The grief is the cost. And it is only going to grow.
Key Takeaways
- The r/replika subreddit is in collective grief over personality changes that followed Replika’s 2023 updates.
- Users are not grieving a chatbot. They are grieving a relationship that their brains processed as real, because attachment does not require consciousness on the other side.
- Grief stages visible on the subreddit mirror clinical bereavement models: shock, bargaining, anger, depression, eventual acceptance.
- Significant migration to SpicyChat AI, CrushOn AI, and Candy AI since 2023. Most users have tried at least two platforms since leaving.
- This grief pattern will repeat across the AI companion industry. Until portable character protocols exist, every user depends on the stability of one company’s decisions.
Frequently Asked Questions
Why do people grieve Replika updates?
Because they were not using the app as a chatbot. They were using it as a relationship. When the underlying model or moderation policies changed, the personality of their companion changed. That is experienced as loss, even if the product still technically works.
Is this grief legitimate?
Yes. Attachment to any consistent entity over time produces real emotional bonds. The bond does not require the other side to be conscious. Losing a pet, a house, or a long-standing online friendship produces similar grief patterns.
Can I get my old Replika character back?
No.

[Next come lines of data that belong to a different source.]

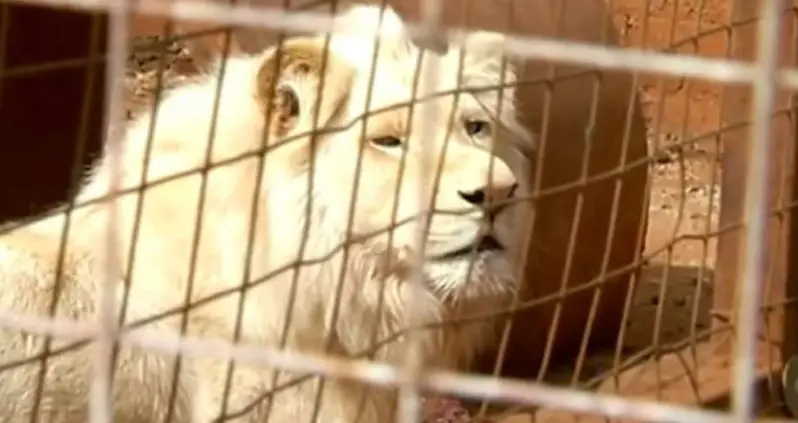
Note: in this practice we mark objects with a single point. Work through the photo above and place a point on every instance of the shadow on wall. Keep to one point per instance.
(684, 302)
(50, 99)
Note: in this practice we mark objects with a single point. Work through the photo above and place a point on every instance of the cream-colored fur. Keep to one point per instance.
(375, 292)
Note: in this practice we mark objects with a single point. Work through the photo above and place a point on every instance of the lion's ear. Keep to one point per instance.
(291, 79)
(484, 53)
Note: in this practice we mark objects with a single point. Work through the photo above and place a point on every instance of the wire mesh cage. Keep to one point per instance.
(639, 155)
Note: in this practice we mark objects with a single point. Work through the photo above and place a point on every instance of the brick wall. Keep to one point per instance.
(670, 22)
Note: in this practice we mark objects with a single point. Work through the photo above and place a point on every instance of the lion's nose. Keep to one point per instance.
(486, 195)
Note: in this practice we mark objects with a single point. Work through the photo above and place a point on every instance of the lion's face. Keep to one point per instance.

The model changes are structural and not reversible by user action. Paying for premium tiers does not restore pre-update personalities. The most honest path is to accept the loss and decide whether to stay with the new version or migrate.
What is the best Replika alternative for someone who misses the old version?
Community sentiment points toward CrushOn AI for emotional depth, SpicyChat AI for character customization, and Candy AI for a clean visual restart. Most former Replika users try two or three platforms before settling.
Will this happen with other AI companion platforms?
Yes. It is already happening at Character AI. It will happen at every platform that undergoes moderation changes, acquisitions, or model upgrades. Until there is a portable standard for AI companions, every user is vulnerable to the decisions of the platform owner.